Elevated expression of wild-type EGFR and its stimulatory ligands occurs in the majority of squamous cell carcinomas. Aberrant EGFR signaling can lead to uncontrolled tumor cell growth. One mechanism likely to be involved is hypoxia, or low-oxygen conditions, which is a prevalent feature of solid tumors including squamous cell carcinomas. In preclinical studies hypoxia has been shown to increase EGFR signaling by upregulation, stabilization, and hyperphosphorylation of EGFR, through multiple mechanisms.1-6 Gene expression-based profiling of clinical samples supports the observations of a strong causal link between elevation in the tumor EGFR pathway and hypoxia signatures.7

“We are pleased that tarloxotinib is actively being investigated in two monotherapy Phase 2 proof-of-concept trials, the other being in patients with non-small cell lung cancer,” said Tillman Pearce, M.D., Chief Medical Officer of Threshold. “These clinical settings, in which EGFR is already a validated therapeutic target, represent opportune development paths for tarloxotinib, which is designed to exploit the reported overlap between elevated EGFR signaling and tumor hypoxia. By selectively targeting the hypoxic tumor microenvironment, tarloxotinib has the potential to increase the therapeutic index and overcome limitations of current EGFR inhibitor therapy, which may lead to improved outcomes for patients with these EGFR-dependent cancers.” (Original Source)

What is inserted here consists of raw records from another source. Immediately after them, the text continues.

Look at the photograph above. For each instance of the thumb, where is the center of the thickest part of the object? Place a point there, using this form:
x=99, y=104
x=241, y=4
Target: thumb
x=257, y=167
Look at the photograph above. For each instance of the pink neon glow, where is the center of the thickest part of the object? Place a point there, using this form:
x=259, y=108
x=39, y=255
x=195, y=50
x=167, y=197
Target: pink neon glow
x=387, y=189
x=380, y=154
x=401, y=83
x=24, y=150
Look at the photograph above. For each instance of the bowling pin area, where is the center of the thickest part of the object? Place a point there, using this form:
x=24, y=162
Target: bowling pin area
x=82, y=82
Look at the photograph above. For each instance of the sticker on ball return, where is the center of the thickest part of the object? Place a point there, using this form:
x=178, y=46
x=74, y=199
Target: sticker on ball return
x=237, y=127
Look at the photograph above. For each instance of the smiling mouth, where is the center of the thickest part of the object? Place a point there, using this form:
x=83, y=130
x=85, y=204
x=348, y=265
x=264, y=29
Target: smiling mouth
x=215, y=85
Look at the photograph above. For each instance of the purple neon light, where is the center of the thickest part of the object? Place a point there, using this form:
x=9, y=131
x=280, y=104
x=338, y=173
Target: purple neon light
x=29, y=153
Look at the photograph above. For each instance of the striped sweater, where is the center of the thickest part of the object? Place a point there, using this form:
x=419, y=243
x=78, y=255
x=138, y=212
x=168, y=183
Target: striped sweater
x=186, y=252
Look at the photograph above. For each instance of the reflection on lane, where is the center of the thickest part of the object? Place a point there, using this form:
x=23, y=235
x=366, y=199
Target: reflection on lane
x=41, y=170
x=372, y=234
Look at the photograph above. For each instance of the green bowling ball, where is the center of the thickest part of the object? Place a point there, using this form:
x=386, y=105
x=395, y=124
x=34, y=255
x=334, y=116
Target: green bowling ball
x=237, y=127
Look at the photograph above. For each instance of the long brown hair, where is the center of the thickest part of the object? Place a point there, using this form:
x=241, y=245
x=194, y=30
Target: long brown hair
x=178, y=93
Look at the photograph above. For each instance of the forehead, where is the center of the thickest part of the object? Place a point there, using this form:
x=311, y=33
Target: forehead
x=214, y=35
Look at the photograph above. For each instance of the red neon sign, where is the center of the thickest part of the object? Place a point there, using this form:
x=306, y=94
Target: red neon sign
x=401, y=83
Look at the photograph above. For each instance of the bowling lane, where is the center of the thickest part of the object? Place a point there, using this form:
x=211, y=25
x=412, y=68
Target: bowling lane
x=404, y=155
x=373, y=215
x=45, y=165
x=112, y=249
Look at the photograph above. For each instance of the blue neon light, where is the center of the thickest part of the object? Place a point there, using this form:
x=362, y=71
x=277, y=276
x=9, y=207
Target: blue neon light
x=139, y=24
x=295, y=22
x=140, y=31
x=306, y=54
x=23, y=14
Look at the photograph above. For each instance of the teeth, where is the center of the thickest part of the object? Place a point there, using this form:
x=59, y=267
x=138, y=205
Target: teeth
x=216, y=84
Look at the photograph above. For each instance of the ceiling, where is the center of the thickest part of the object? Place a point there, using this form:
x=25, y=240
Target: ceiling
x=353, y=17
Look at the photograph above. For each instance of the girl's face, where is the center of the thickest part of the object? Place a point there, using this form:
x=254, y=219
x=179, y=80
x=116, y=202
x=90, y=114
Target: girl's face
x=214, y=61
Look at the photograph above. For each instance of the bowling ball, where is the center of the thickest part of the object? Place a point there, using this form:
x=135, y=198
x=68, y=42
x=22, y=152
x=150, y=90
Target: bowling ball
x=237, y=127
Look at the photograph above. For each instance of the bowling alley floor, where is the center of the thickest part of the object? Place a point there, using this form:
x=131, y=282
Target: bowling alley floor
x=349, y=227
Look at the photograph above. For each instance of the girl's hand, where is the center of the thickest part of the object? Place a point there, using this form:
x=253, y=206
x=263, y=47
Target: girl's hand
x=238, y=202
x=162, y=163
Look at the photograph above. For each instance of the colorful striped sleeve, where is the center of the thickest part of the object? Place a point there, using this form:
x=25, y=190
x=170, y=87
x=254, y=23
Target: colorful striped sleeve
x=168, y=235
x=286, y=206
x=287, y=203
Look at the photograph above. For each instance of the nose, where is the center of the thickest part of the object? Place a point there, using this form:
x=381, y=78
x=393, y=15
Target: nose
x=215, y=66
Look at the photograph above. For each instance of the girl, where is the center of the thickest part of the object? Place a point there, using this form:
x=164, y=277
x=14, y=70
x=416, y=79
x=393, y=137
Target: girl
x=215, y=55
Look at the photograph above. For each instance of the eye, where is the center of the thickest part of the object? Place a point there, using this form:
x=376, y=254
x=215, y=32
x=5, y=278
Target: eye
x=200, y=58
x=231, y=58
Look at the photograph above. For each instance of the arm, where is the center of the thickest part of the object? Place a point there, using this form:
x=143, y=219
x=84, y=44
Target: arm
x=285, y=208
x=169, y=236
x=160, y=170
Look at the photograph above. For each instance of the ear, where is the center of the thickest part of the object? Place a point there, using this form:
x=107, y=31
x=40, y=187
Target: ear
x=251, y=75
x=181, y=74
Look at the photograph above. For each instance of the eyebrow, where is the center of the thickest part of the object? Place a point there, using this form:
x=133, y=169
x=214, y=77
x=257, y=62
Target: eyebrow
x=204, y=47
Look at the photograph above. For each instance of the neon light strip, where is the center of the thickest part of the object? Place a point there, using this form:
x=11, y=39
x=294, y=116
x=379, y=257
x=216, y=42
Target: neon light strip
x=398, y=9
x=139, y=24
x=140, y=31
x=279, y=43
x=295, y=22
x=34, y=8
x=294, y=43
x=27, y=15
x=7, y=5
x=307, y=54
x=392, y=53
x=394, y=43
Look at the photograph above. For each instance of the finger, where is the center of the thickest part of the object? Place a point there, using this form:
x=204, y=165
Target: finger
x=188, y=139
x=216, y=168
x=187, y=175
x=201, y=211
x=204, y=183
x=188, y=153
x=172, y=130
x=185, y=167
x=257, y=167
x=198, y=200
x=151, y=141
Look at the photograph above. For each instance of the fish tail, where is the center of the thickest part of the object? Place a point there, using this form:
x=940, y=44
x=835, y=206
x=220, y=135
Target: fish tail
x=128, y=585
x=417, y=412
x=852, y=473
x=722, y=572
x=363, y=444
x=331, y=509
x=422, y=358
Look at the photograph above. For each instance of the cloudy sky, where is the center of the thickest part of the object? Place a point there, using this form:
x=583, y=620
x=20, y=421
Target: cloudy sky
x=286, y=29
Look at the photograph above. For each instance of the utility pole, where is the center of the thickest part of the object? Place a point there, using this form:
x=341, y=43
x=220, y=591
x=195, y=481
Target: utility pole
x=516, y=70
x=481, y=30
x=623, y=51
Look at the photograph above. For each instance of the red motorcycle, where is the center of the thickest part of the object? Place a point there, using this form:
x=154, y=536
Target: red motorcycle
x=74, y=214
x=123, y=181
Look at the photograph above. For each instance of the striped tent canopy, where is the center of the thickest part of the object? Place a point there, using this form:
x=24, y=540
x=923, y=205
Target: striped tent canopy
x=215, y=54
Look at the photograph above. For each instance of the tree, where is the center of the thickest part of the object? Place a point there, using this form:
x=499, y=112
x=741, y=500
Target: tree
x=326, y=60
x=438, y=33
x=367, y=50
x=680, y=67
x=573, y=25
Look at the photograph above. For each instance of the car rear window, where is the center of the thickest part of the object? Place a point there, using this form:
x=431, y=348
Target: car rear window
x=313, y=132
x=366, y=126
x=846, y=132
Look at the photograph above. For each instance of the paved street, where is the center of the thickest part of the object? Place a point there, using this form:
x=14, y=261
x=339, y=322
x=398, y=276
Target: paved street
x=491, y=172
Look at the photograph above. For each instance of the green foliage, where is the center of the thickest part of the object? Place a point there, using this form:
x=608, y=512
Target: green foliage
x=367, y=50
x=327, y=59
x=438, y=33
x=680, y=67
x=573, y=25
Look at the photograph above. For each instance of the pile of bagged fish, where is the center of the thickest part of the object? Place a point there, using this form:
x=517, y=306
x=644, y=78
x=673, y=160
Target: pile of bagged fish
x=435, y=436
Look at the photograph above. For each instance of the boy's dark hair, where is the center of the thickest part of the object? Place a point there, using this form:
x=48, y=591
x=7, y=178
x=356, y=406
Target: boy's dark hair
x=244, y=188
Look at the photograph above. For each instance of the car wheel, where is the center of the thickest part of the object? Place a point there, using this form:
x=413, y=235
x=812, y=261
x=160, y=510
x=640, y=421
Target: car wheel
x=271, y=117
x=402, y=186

Shares of Threshold Pharmaceuticals closed yesterday at $4.11. THLD has a 1-year high of $5.41 and a 1-year low of $2.58. The stock’s 50-day moving average is $4.22 and its 200-day moving average is $4.13.

On the ratings front, Threshold Pharmaceuticals has been the subject of a number of recent research reports. In a report issued on August 10, Piper Jaffray analyst Charles Duncan maintained a Buy rating on THLD. Separately, on July 30, Cantor Fitzgerald’s Daniel Brims maintained a Buy rating on the stock and has a price target of $14.

According to, which ranks over 7,500 financial analysts and bloggers to gauge the performance of their past recommendations, Charles Duncan and Daniel Brims have a total average return of 6.1% and -3.2% respectively. Duncan has a success rate of 47.5% and is ranked #961 out of 3734 analysts, while Brims has a success rate of 34.0% and is ranked #3087.

Threshold Pharmaceuticals Inc is a biotechnology company. It is engaged in discovery and development of drugs targeting the microenvironment of solid tumors as novel treatments for patients living with cancer.